Are we using appropriate segmentation metrics? Identifying correlates of human expert perception for CNN training beyond rolling the DICE coefficient

Florian Kofler,Ivan Ezhov,Fabian Isensee,Fabian Balsiger,Christoph Berger,Maximilian Koerner,Beatrice Demiray,Julia Rackerseder,Johannes Paetzold,Hongwei Li,Suprosanna Shit,Richard McKinley,Marie Piraud,Spyridon Bakas,Claus Zimmer,Nassir Navab,Jan Kirschke,Benedikt Wiestler,Bjoern Menze

from arxiv, Accepted for publication at the Journal of Machine Learning for Biomedical Imaging (MELBA) https://melba-journal.org/2023:002

Metrics optimized in complex machine learning tasks are often selected in an ad-hoc manner.

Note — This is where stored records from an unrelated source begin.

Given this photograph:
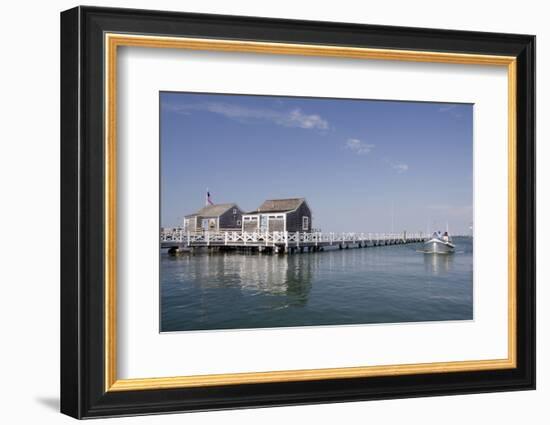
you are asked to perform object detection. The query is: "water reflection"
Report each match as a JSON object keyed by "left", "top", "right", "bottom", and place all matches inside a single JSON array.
[{"left": 422, "top": 253, "right": 456, "bottom": 276}]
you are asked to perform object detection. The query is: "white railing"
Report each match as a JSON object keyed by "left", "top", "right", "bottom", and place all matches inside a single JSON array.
[{"left": 161, "top": 230, "right": 426, "bottom": 247}]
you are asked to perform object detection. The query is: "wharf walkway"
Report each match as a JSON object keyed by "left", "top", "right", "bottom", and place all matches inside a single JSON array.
[{"left": 160, "top": 230, "right": 427, "bottom": 254}]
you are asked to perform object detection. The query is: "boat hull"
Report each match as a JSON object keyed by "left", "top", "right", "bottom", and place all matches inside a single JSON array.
[{"left": 424, "top": 239, "right": 455, "bottom": 254}]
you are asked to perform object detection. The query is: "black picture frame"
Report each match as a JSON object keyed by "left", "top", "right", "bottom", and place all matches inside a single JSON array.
[{"left": 61, "top": 7, "right": 535, "bottom": 418}]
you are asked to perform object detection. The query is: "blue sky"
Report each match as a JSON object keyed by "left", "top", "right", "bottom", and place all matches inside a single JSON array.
[{"left": 160, "top": 92, "right": 473, "bottom": 234}]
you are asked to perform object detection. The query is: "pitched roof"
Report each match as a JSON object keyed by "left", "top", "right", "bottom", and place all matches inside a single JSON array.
[
  {"left": 254, "top": 198, "right": 305, "bottom": 213},
  {"left": 185, "top": 204, "right": 239, "bottom": 217}
]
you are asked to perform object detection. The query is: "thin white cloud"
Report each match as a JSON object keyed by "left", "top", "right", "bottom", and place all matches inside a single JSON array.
[
  {"left": 390, "top": 162, "right": 409, "bottom": 174},
  {"left": 439, "top": 105, "right": 462, "bottom": 118},
  {"left": 346, "top": 139, "right": 375, "bottom": 155},
  {"left": 439, "top": 105, "right": 456, "bottom": 112},
  {"left": 162, "top": 102, "right": 329, "bottom": 130}
]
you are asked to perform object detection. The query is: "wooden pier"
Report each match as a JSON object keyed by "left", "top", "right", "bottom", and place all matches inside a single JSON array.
[{"left": 161, "top": 230, "right": 427, "bottom": 254}]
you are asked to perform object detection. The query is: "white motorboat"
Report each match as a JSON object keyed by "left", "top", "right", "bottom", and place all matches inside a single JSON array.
[{"left": 423, "top": 232, "right": 455, "bottom": 254}]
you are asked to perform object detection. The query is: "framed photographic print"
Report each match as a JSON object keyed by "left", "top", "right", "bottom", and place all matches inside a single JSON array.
[{"left": 61, "top": 7, "right": 535, "bottom": 418}]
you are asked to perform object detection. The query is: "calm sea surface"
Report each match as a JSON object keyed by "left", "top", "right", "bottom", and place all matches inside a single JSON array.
[{"left": 160, "top": 238, "right": 473, "bottom": 332}]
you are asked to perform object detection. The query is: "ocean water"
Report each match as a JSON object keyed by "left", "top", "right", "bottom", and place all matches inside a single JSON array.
[{"left": 160, "top": 238, "right": 473, "bottom": 332}]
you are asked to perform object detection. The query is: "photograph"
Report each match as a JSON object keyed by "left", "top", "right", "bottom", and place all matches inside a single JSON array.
[{"left": 159, "top": 91, "right": 475, "bottom": 332}]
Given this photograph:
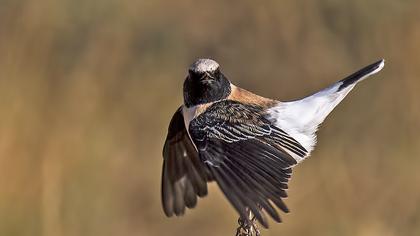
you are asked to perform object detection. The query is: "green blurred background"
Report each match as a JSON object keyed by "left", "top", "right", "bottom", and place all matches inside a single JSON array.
[{"left": 0, "top": 0, "right": 420, "bottom": 236}]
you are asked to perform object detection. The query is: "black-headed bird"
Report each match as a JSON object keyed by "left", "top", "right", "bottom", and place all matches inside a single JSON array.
[{"left": 161, "top": 59, "right": 384, "bottom": 228}]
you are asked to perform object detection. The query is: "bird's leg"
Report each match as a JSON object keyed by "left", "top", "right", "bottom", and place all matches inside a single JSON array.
[{"left": 236, "top": 208, "right": 261, "bottom": 236}]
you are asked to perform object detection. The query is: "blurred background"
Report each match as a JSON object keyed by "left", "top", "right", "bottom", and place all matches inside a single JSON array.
[{"left": 0, "top": 0, "right": 420, "bottom": 236}]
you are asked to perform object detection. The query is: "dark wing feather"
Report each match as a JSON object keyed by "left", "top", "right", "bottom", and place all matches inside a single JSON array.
[
  {"left": 161, "top": 108, "right": 210, "bottom": 216},
  {"left": 189, "top": 100, "right": 307, "bottom": 227}
]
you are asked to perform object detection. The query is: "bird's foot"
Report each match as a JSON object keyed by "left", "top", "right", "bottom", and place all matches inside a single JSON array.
[{"left": 236, "top": 212, "right": 261, "bottom": 236}]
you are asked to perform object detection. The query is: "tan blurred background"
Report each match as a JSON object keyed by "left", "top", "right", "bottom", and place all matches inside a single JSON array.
[{"left": 0, "top": 0, "right": 420, "bottom": 236}]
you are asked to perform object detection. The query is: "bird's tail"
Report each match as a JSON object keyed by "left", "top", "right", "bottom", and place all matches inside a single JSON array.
[{"left": 274, "top": 59, "right": 385, "bottom": 160}]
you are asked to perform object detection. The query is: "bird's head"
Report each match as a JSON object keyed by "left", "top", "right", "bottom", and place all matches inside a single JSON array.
[{"left": 184, "top": 59, "right": 231, "bottom": 107}]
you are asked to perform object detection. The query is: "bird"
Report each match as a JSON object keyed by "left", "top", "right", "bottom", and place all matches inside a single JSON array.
[{"left": 161, "top": 59, "right": 385, "bottom": 228}]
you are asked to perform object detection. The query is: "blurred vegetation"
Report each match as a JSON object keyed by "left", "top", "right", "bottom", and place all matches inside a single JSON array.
[{"left": 0, "top": 0, "right": 420, "bottom": 236}]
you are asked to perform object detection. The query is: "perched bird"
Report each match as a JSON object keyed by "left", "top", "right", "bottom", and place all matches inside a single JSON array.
[{"left": 162, "top": 59, "right": 384, "bottom": 228}]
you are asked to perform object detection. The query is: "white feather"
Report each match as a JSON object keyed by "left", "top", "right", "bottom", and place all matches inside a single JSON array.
[{"left": 268, "top": 59, "right": 384, "bottom": 163}]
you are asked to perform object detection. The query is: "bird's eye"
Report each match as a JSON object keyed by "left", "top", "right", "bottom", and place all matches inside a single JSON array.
[{"left": 214, "top": 69, "right": 220, "bottom": 79}]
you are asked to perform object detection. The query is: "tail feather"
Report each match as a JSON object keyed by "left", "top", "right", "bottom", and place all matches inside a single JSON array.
[
  {"left": 270, "top": 59, "right": 384, "bottom": 162},
  {"left": 338, "top": 59, "right": 385, "bottom": 92}
]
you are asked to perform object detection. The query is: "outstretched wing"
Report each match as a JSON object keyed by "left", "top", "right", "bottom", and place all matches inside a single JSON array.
[
  {"left": 189, "top": 100, "right": 307, "bottom": 227},
  {"left": 161, "top": 108, "right": 209, "bottom": 216}
]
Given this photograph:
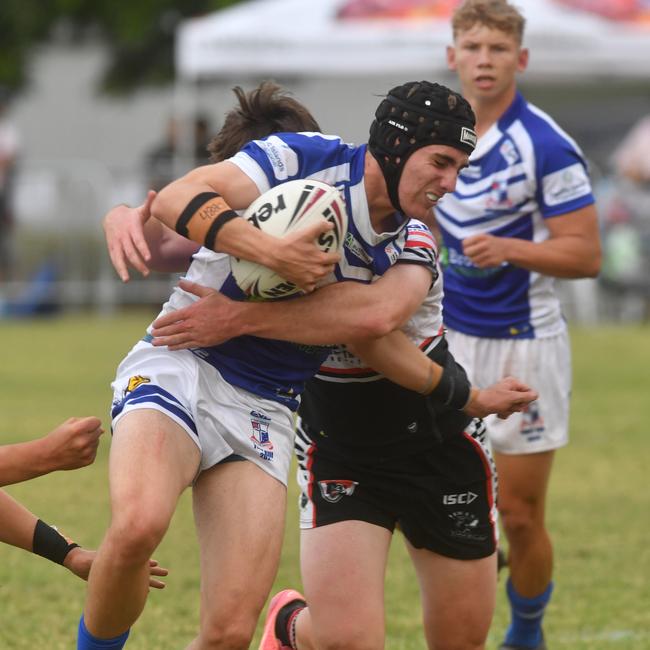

It is unknown how they align with human expert perception. We explore the correlations between established quantitative segmentation quality metrics and qualitative evaluations by professionally trained human raters. Therefore, we conduct psychophysical experiments for two complex biomedical semantic segmentation problems. We discover that current standard metrics and loss functions correlate only moderately with the segmentation quality assessment of experts. Importantly, this effect is particularly pronounced for clinically relevant structures, such as the enhancing tumor compartment of glioma in brain magnetic resonance and grey matter in ultrasound imaging. It is often unclear how to optimize abstract metrics, such as human expert perception, in convolutional neural network (CNN) training. To cope with this challenge, we propose a novel strategy employing techniques of classical statistics to create complementary compound loss functions to better approximate human expert perception. Across all rating experiments, human experts consistently scored computer-generated segmentations better than the human-curated reference labels. Our results, therefore, strongly question many current practices in medical image segmentation and provide meaningful cues for future research.

翻译：在复杂机器学习任务中，优化所采用的评估指标往往是临时选定的。这些指标与人类专家感知之间的匹配程度尚不明确。我们探究了既有定量分割质量指标与经专业培训的人类评估者给出的定性评价之间的相关性。为此，我们针对两个复杂的生物医学语义分割问题开展了心理物理学实验。我们发现，当前的标准指标和损失函数与专家的分割质量评估仅呈中等程度的相关性。重要的是，这种效应在临床相关结构（如脑磁共振成像中的胶质瘤强化肿瘤区域和超声成像中的灰质）上尤为显著。在卷积神经网络（CNN）训练中，如何优化诸如人类专家感知之类的抽象指标通常并不明确。为应对这一挑战，我们提出了一种新策略，运用经典统计学技术构建互补性复合损失函数，以更好近似人类专家感知。在所有评分实验中，人类专家对计算机生成的分割结果的评分均一致优于人工校正的参考标签。因此，我们的结果对医学图像分割领域的诸多现行实践提出了强烈质疑，并为未来研究提供了有意义的启示。